Loc (Intercept) 371.8 19.28
Residual 198.0 14.07
Number of obs: 30, groups: Loc, 6
Fixed effects:
Estimate Std. Error t value
(Intercept) 93.133 8.280 11.247
Var1 -6.933 5.138 -1.349
Var2 2.200 5.138 0.428
Var3 -12.900 5.138 -2.511
Var4 15.867 5.138 3.088
Correlation of Fixed Effects:
(Intr) Var1 Var2 Var3
Var1 0.000
Var2 0.000 -0.250
Var3 0.000 -0.250 -0.250
Var4 0.000 -0.250 -0.250 -0.250
> Anova(barley.lmer,test="F")
Analysis of Deviance Table (Type II Wald F tests with Kenward-Roger df)
Response: Y2
F Df Df.res Pr(>F)
Var 3.5928 4 20 0.02306 *
---
Signif. codes: 0 '***' 0.001 '**' 0.01 '*' 0.05 '.' 0.1 ' ' 1
> pairwise(barley.lmer,Var)
Pairwise comparisons ( hsd ) of Var
estimate signif diff lower upper
M - P -9.1333333 24.30866 -33.441989 15.175322
M - S 5.9666667 24.30866 -18.341989 30.275322
M - T -22.8000000 24.30866 -47.108656 1.508656
M - V -8.7000000 24.30866 -33.008656 15.608656
P - S 15.1000000 24.30866 -9.208656 39.408656
P - T -13.6666667 24.30866 -37.975322 10.641989
P - V 0.4333333 24.30866 -23.875322 24.741989
* S - T -28.7666667 24.30866 -53.075322 -4.458011
S - V -14.6666667 24.30866 -38.975322 9.641989
T - V 14.1000000 24.30866 -10.208656 38.408656
40.4 Relative Efficiency
Recall the fixed effects ANOVA:
> anova(barley.lm)
Analysis of Variance Table
Response: Y2
Df Sum Sq Mean Sq F value Pr(>F)
Loc 5 10285.0 2056.99 10.3901 5.049e-05 ***
Var 4 2845.2 711.29 3.5928 0.02306 *
Residuals 20 3959.5 197.98
---
Signif. codes: 0 '***' 0.001 '**' 0.01 '*' 0.05 '.' 0.1 ' ' 1
This is our estimate of what the error variance would be in a CRD from the same kind of data we used in our RCB.
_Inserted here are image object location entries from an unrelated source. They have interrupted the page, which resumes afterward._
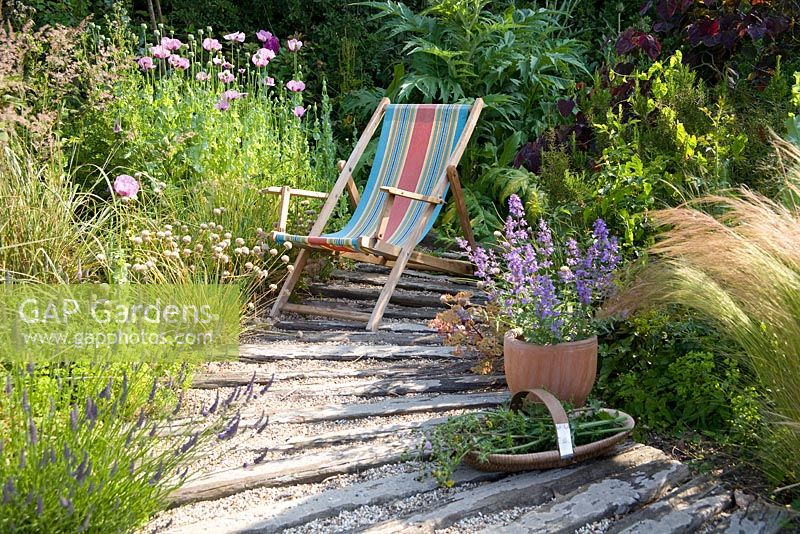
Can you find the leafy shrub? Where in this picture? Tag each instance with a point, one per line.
(637, 140)
(91, 458)
(658, 368)
(748, 36)
(517, 60)
(739, 269)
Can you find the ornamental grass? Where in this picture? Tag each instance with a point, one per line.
(736, 260)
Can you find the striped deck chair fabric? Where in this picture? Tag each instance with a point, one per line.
(414, 147)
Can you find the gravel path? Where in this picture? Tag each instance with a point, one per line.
(353, 489)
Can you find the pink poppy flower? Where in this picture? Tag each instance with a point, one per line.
(294, 45)
(211, 45)
(126, 186)
(295, 85)
(232, 94)
(270, 41)
(146, 63)
(262, 57)
(171, 44)
(226, 76)
(178, 62)
(235, 37)
(160, 52)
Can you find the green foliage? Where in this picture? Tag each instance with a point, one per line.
(81, 451)
(45, 233)
(659, 368)
(793, 122)
(653, 138)
(518, 60)
(528, 430)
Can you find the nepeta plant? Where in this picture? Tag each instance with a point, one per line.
(547, 293)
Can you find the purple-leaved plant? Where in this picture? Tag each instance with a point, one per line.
(546, 292)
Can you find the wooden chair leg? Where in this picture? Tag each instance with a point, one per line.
(461, 206)
(291, 281)
(283, 219)
(388, 289)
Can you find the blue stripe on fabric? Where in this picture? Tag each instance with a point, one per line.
(462, 115)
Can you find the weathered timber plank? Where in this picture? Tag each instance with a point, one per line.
(683, 510)
(396, 386)
(759, 518)
(325, 311)
(411, 283)
(392, 312)
(322, 325)
(402, 386)
(527, 489)
(402, 298)
(277, 516)
(340, 412)
(602, 498)
(414, 273)
(304, 470)
(387, 407)
(220, 379)
(340, 437)
(337, 352)
(359, 336)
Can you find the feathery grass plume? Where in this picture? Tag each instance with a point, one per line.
(736, 260)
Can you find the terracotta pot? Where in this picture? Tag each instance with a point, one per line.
(567, 370)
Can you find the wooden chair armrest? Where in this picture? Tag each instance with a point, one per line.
(352, 190)
(286, 193)
(278, 190)
(410, 194)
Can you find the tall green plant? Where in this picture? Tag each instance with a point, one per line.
(518, 60)
(47, 229)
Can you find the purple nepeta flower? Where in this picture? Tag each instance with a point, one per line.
(546, 290)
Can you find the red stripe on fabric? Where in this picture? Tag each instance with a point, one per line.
(322, 242)
(412, 166)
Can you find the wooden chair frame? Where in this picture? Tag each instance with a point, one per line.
(374, 249)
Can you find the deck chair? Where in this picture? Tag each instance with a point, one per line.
(415, 164)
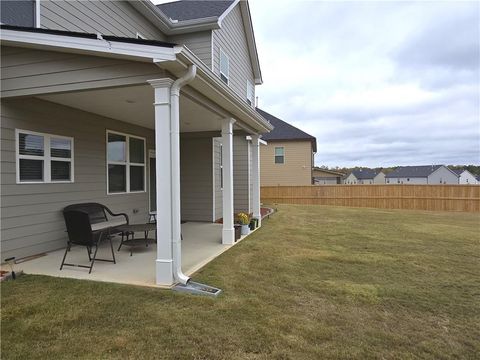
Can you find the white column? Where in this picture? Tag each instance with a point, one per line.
(228, 233)
(164, 261)
(256, 178)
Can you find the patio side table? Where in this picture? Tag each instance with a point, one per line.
(130, 230)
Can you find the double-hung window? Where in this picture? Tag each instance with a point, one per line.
(279, 155)
(224, 67)
(43, 158)
(125, 163)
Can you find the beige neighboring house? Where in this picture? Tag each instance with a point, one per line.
(288, 156)
(327, 177)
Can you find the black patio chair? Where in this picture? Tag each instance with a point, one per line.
(79, 229)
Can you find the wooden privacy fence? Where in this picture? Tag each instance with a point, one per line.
(413, 197)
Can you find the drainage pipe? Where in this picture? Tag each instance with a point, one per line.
(175, 171)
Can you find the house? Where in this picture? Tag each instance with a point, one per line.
(364, 176)
(139, 107)
(288, 156)
(427, 174)
(465, 177)
(326, 177)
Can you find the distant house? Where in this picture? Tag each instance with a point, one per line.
(427, 174)
(465, 177)
(287, 158)
(326, 177)
(365, 176)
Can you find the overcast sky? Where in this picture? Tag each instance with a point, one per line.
(377, 83)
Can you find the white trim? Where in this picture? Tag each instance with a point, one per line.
(227, 76)
(117, 48)
(37, 14)
(127, 162)
(46, 158)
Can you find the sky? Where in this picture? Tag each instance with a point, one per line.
(378, 83)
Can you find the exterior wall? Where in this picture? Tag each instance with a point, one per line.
(199, 43)
(466, 177)
(26, 71)
(379, 179)
(443, 176)
(233, 42)
(217, 185)
(116, 18)
(241, 186)
(297, 169)
(196, 176)
(32, 221)
(350, 179)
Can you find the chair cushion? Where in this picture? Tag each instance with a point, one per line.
(108, 224)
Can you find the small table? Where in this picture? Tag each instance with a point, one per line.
(128, 230)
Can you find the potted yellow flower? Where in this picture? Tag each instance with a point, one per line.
(244, 220)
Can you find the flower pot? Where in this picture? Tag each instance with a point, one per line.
(238, 231)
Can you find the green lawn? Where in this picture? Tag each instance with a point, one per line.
(314, 283)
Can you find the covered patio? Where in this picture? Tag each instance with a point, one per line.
(201, 243)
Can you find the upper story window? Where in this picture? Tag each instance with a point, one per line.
(43, 158)
(224, 67)
(125, 163)
(250, 93)
(279, 155)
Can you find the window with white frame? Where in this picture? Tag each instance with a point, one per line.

Noting that 518 is a lot more than 198, our blocking has been successful.
> (5*2056.99+24*197.98)/29
[1] 518.499
Here is the estimate of relative efficiency. Mostly it is a ratio of the MSE in the CRD (estimated) to the MSE in the RCB. In addition, there is a degrees of freedom correction term that adjusts for the loss of degrees of freedom in the RCB. This term is usually pretty close to 1. Here it is .98.
> (21*28/23/26) * 518.499/197.98
[1] 2.575151
The RE says that we would have needed a sample size 2.6 times as large to have the same power in a CRD as we achieved with blocking. That is very worthwhile.